A mulher se desconcerta por um instante e perde completamente a vontade de continuar a jardinagem. Mais uma noite chega e o casal tenta se descontrair, o marido conta como foi seu dia de trabalho, ela fala de amenidades evitando tocar no assunto, não fez nenhuma menção aos canteiros de flores. Foram dormir tarde, mesmo precisando repor o sono, não encontravam jeito de subir para o quarto. Ficaram os três na sala, a filhinha deitada em forma de concha enrolada nos pés de ambos que estavam sentados com os pés erguidos. Cochilavam, quando ouviram o choro desesperado novamente, o mesmo da primeira noite na casa. Abraçaram-se e um podia sentir o coração do outro em sobressalto. Quando o choro cessou o que levou cerca de poucos minutos, eles ouvem o gemido na sala, um lamento de dor, e não pertencem a uma só pessoa. Adalberto se levanta e diz para a mulher:
- Esses gemidos estão se dirigindo para algum lugar e hoje vou descobrir aonde vão dar.

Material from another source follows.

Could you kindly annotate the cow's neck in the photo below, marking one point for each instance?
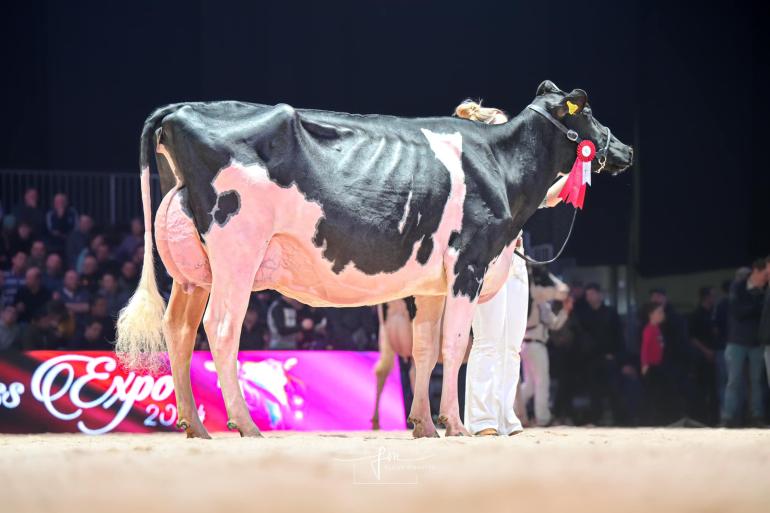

A mulher agarrou a filha no colo e foi andando atrás do marido, acontecesse o que acontecesse ficariam unidos. Foram acompanhando a triste lamentação, passaram pelas salas, chegando até a cozinha onde desapareceu. Inconformado o homem abre a porta da cozinha e sai na área de serviço e tenta ouvir algum som, e olhando pasmo para a mulher ouvem novamente os gemidos e eles vêem do fundo do quintal, ele tira o celular do bolso e liga a função da lanterna, a esposa segura seu braço com força, enquanto traz a filhinha segura com o outro braço. Eles continuam andando até chegar ao lugar onde está o velho balanço, ali os sons aumentam e de repente desaparecem dando lugar ao silencio. Agora o casal não sente mais medo. Querem saber o que há naquele lugar. Quando o dia amanhece Adalberto procura um pedreiro e pede que vá a sua casa e faça um buraco debaixo do balanço. Quando o homem começa a cavar, bate em alguma coisa dura, é uma chapa de aço, ele e o ajudante removem a folha, e assustados chamam a dona da casa que imediatamente liga para a policia. Debaixo da lâmina de metal estão os restos de dois corpos em pé, um do lado outro. Desvendado o crime a família pensa que tudo agora poderá voltar ao normal, pelo menos até encontrarem outra casa, pois não conseguiriam mais morar ali. A filhinha chega correndo e chorando diz para a mãe, que a amiguinha está triste porque levaram seus pais e ela ficou no meio das flores. A mulher sai correndo para o jardim e começa a cavar onde seria o canteiro de tulipas, o marido sem entender a segura firme e pergunta o que está acontecendo, ela chorando diz:
- a filha deles deve estar aqui.
E conta para o marido o que a filha falou sobre o canteiro de tulipas. Quando chegam com a pá e tiram a terra aos montes, bem fundo encontram um esqueleto pequeno, poucos fragmentos de tecidos de pano. A compulsão é geral. Não ficaram mais nem um dia na casa. O sobrado talvez um dia volte a ter outros moradores. Quanto aos antigos proprietários, Adalberto deduz que agora enterrados em solo sagrado, finalmente encontraram a paz, mas a justiça terrena, essa infelizmente depois de tantos anos jamais será feita.